(5)飛鳥大仏と竜山石
痛々しい感じはしますが、やさしく微笑みかけてくれています。
遠い昔に明日香村を訪れた時には、飛鳥寺を拝観させていただいたのかどうかさえも記憶に定かでないのです。ただ、なぜか「飛鳥の大仏は頭だけ」という間違った観念を持っていました。その原因は、今回飛鳥大仏さまにお会いできて分かった気がしました。
飛鳥の大仏は、再三の火災により全身罹災、一時期雨ざらしにもあっていたのです。それでかなり破損が激しく残ったのは頭と指しかなかったらしいのです。
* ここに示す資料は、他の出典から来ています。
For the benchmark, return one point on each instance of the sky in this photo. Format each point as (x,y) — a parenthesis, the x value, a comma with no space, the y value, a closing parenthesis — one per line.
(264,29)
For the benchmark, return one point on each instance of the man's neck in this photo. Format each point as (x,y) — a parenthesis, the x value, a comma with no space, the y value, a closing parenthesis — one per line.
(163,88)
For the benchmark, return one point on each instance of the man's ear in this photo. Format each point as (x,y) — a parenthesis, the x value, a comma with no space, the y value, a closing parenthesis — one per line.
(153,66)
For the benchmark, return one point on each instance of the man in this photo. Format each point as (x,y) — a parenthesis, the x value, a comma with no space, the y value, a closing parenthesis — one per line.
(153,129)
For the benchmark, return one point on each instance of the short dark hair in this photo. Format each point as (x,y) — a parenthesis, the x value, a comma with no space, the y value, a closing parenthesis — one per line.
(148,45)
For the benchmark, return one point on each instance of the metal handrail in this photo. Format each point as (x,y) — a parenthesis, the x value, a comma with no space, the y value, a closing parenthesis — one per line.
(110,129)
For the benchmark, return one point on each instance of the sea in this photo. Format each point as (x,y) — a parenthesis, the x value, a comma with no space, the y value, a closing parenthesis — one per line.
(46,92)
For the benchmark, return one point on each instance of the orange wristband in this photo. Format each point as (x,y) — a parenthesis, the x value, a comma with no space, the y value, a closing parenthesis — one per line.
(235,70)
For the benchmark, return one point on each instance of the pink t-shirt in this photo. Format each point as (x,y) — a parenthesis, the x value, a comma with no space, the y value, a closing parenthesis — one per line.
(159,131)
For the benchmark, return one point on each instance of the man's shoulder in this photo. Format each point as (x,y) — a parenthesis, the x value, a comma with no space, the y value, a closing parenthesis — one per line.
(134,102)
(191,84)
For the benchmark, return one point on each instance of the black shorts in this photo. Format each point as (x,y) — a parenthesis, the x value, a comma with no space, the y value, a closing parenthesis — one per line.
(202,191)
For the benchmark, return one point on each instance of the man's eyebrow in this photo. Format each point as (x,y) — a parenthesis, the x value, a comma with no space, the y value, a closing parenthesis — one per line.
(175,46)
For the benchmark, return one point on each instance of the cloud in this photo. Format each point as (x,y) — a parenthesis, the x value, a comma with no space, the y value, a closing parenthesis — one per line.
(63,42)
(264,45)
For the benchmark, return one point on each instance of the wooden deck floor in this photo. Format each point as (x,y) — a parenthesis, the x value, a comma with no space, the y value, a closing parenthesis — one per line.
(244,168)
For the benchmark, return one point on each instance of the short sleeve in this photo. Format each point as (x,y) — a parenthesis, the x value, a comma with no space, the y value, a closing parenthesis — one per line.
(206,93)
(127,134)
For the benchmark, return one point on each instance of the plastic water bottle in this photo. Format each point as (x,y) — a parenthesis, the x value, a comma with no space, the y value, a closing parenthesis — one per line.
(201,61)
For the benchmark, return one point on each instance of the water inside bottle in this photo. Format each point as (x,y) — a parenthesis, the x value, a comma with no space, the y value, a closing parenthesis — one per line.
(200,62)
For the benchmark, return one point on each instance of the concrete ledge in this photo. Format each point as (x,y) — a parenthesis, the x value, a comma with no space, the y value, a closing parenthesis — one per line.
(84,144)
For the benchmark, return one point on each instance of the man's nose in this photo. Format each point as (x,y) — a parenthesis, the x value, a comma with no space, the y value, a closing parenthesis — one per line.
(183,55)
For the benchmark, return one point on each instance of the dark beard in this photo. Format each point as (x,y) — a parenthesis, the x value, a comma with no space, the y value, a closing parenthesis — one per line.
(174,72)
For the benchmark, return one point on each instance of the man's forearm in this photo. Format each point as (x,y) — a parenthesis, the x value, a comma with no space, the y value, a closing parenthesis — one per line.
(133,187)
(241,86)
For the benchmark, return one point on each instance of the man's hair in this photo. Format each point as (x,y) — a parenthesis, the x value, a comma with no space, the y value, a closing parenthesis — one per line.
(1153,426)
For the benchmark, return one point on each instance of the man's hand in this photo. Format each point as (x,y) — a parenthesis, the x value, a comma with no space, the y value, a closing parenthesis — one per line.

しかし発掘によりさまざまな部分を見つけ出して修理されて現在のお姿になられたのです。
大仏さまには失礼ですが写真をクローズアップさせてもらいますと、あちこちに残る傷跡と補修の後がなまなましく見ることができます。
このことから「頭だけ、残った・・・」とどこかで学習して記憶にとどめていたのでしょう。だから飛鳥の大仏は頭だけで祀られていると思い込んでいたのです。
大仏様にお会いできてよかったです。その上、満身創痍でありながらうっすらと笑みを浮かべてやさしく見守ってくださるお姿に心を揺り動かされました。
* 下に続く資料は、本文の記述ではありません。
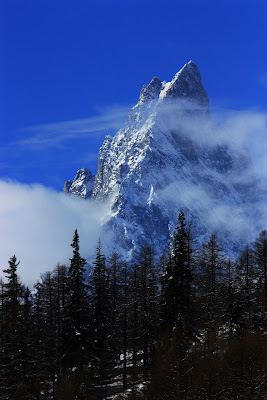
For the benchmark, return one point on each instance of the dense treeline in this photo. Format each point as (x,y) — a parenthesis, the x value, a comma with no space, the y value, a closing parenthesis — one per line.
(191,325)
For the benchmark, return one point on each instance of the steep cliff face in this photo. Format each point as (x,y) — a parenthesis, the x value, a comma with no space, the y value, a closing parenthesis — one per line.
(82,185)
(170,157)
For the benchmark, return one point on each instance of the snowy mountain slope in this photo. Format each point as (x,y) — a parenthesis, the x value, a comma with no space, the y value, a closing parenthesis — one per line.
(170,157)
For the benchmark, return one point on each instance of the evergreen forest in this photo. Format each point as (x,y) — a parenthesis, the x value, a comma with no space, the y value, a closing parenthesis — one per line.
(190,325)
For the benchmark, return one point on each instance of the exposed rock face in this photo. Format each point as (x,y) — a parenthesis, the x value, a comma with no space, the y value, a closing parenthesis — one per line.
(168,158)
(82,185)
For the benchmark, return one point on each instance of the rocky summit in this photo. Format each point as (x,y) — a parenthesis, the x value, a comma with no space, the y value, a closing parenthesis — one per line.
(170,157)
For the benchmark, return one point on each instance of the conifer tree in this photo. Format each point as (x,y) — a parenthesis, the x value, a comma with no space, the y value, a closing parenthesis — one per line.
(11,338)
(100,317)
(260,253)
(177,283)
(77,312)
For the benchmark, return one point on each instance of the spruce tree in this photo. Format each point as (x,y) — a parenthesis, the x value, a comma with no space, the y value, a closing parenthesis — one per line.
(177,283)
(260,253)
(77,310)
(11,338)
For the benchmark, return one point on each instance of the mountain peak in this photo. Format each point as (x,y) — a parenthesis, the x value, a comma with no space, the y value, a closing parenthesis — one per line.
(82,185)
(186,84)
(151,91)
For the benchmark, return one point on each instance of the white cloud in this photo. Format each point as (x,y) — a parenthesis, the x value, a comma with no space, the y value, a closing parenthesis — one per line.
(54,134)
(37,225)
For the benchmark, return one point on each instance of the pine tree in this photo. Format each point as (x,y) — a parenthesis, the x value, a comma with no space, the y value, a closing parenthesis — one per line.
(11,338)
(77,311)
(177,283)
(260,253)
(100,317)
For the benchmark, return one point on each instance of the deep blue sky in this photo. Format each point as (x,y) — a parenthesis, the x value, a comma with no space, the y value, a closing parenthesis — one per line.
(87,60)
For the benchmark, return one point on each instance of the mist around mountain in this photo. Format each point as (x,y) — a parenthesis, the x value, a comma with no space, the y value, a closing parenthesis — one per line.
(169,157)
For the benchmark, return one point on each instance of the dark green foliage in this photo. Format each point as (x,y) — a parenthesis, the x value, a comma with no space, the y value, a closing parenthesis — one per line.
(76,316)
(177,283)
(193,327)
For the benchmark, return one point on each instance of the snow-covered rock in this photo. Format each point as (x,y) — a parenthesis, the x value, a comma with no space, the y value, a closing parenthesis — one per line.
(170,157)
(82,185)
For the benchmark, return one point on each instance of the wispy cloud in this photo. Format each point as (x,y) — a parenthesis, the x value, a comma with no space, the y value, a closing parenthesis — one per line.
(55,134)
(37,225)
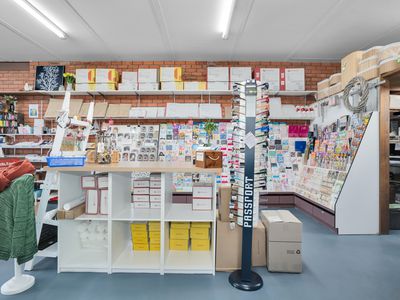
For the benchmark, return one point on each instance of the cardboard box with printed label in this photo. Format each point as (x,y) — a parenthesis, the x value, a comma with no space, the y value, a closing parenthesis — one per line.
(218,74)
(229,246)
(147,76)
(85,76)
(195,85)
(106,76)
(170,74)
(284,233)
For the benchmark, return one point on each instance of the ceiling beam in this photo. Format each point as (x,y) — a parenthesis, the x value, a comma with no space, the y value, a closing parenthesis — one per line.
(159,17)
(26,38)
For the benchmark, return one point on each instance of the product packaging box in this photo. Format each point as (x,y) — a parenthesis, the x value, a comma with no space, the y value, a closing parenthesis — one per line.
(85,87)
(92,202)
(127,86)
(105,87)
(106,76)
(229,246)
(218,74)
(172,86)
(224,198)
(239,74)
(199,245)
(85,76)
(349,66)
(270,75)
(129,77)
(170,74)
(148,76)
(284,233)
(218,85)
(195,85)
(294,79)
(179,245)
(149,86)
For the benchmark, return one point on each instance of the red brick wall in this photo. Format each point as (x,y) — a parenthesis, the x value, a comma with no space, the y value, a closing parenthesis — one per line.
(192,71)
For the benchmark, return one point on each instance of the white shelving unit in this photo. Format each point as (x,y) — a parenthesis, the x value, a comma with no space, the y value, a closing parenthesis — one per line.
(118,256)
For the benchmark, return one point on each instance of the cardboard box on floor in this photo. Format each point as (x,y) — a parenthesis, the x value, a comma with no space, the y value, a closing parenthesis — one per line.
(229,247)
(283,241)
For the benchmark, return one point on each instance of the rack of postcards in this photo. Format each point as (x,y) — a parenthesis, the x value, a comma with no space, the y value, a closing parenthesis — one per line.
(332,150)
(247,137)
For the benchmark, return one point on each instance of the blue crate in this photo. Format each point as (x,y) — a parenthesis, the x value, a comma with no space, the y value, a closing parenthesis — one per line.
(63,161)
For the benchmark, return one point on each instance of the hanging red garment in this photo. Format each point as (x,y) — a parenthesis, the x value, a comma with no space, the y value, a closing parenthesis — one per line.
(14,171)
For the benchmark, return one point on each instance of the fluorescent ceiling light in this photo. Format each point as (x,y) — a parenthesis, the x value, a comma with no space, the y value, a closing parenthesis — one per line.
(227,13)
(38,15)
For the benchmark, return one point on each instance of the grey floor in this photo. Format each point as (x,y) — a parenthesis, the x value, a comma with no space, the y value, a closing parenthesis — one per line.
(335,267)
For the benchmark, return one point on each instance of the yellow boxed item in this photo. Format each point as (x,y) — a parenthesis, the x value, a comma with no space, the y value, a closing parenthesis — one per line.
(141,247)
(335,89)
(138,226)
(182,245)
(368,63)
(391,51)
(388,65)
(140,239)
(106,76)
(139,234)
(179,234)
(200,225)
(170,74)
(180,225)
(200,245)
(85,76)
(370,73)
(349,66)
(374,51)
(323,84)
(195,85)
(155,247)
(154,234)
(200,233)
(335,78)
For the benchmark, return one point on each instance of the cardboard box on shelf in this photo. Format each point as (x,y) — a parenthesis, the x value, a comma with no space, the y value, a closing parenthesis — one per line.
(194,85)
(85,76)
(149,86)
(284,257)
(85,87)
(106,76)
(129,77)
(270,75)
(170,74)
(349,66)
(294,79)
(148,76)
(127,86)
(199,245)
(218,85)
(224,198)
(172,86)
(218,74)
(180,245)
(229,246)
(239,74)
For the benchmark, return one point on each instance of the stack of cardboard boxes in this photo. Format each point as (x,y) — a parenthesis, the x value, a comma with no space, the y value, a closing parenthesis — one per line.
(171,79)
(283,241)
(148,80)
(179,236)
(96,194)
(146,236)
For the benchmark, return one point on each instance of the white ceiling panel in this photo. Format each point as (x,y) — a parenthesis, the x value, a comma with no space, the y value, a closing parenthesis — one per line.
(189,29)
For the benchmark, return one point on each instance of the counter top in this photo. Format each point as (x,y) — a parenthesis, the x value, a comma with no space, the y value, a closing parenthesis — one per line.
(152,167)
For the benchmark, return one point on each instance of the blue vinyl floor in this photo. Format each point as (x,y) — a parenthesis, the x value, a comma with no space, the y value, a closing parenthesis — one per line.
(334,267)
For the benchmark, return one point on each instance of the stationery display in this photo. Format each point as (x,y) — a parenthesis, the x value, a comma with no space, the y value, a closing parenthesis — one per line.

この飛鳥寺の本尊である飛鳥大仏(釈迦如来坐像)は、推古天皇17年(609年)、天皇が詔して鞍作鳥(くらつくりのとり)、即ち止利仏師に造らせた日本最古の仏像です。
「止利仏師といえば法隆寺の釈迦三尊像」と暗唱した歴史の勉強が恥ずかしくもあり懐かしい感じですが、この飛鳥大仏も両脇の侍像をもつ三尊形式だったといわれています。それは、石造りの台座には脇侍を固定するほぞ孔があることから分かるそうです。
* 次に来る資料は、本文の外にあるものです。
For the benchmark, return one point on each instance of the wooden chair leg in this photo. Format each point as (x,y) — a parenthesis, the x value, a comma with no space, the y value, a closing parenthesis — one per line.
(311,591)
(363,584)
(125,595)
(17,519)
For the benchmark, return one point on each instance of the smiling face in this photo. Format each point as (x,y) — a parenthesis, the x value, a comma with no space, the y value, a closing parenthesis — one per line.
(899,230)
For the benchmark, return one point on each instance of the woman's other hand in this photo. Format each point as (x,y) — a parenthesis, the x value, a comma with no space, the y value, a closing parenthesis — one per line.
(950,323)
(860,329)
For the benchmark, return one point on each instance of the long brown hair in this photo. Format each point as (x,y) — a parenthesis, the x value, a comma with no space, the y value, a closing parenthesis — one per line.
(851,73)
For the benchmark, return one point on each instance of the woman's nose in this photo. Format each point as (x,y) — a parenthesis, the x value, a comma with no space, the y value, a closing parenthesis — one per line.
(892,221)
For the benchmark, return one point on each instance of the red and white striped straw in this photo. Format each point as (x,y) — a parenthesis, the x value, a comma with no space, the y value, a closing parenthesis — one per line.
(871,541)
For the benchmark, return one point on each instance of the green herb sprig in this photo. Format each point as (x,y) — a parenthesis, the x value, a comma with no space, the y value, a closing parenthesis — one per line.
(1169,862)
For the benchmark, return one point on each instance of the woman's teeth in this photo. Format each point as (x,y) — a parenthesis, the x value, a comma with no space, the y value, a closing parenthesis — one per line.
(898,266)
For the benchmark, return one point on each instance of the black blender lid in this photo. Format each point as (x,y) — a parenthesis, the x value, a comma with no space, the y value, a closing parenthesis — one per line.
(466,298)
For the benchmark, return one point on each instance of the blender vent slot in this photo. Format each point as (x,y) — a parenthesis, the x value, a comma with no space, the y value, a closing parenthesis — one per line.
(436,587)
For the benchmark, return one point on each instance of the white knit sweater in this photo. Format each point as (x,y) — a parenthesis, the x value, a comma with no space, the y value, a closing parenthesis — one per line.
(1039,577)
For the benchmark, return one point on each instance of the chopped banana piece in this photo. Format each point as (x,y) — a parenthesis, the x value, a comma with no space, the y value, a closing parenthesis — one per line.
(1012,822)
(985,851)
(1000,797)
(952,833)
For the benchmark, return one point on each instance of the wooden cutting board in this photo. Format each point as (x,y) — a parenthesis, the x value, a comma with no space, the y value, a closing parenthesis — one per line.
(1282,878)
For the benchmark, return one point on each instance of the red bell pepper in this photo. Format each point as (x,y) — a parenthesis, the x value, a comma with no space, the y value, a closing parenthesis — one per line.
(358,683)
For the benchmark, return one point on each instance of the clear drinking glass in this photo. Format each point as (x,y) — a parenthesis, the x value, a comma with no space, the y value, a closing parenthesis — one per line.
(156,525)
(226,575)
こうして実際の仏像にお会いすると親しみを覚えてもう忘れることはないでしょう。
ところで、案内人の方から「大仏様の台座には兵庫県高砂市の「竜山石(宝殿石)」が使われています」と説明がありました。台座の石を直接見ることはできませんでしたが「どんな石だろう」と興味津々でした。
調べてみますと、加古川下流右岸に産する「流紋岩質溶結凝灰岩」でした。白亜紀後期(約1億年前)の火山活動によって噴出した火砕流堆積物が厚く堆積したものだそうです。
凝灰岩ですから、あの大谷石を思い浮かべていただければ比較的軟質で加工しやすいことは分かります。古くは、仁徳天皇量などの石棺にも使用され、今でも建築・造園用の石材として広く利用されているとのことです。
このような凝灰岩は、地元奈良の二上山あたりでも産出します。わざわざ遠くから取り寄せたのは、竜山石(宝殿石)は石材の素朴な美しさから畿内の大王や豪族などの石棺にも使われており、歴史的に古くから有名であったと思われます。
これも飛鳥大仏様のお導きだと思います。加古川を訪れて「竜山石(宝殿石)」に出会ってこようと思いました。
今は見過ごされそうな小さなお寺ですが、創建時は日本最初の本格寺院で、壮大な伽藍であったといわれています。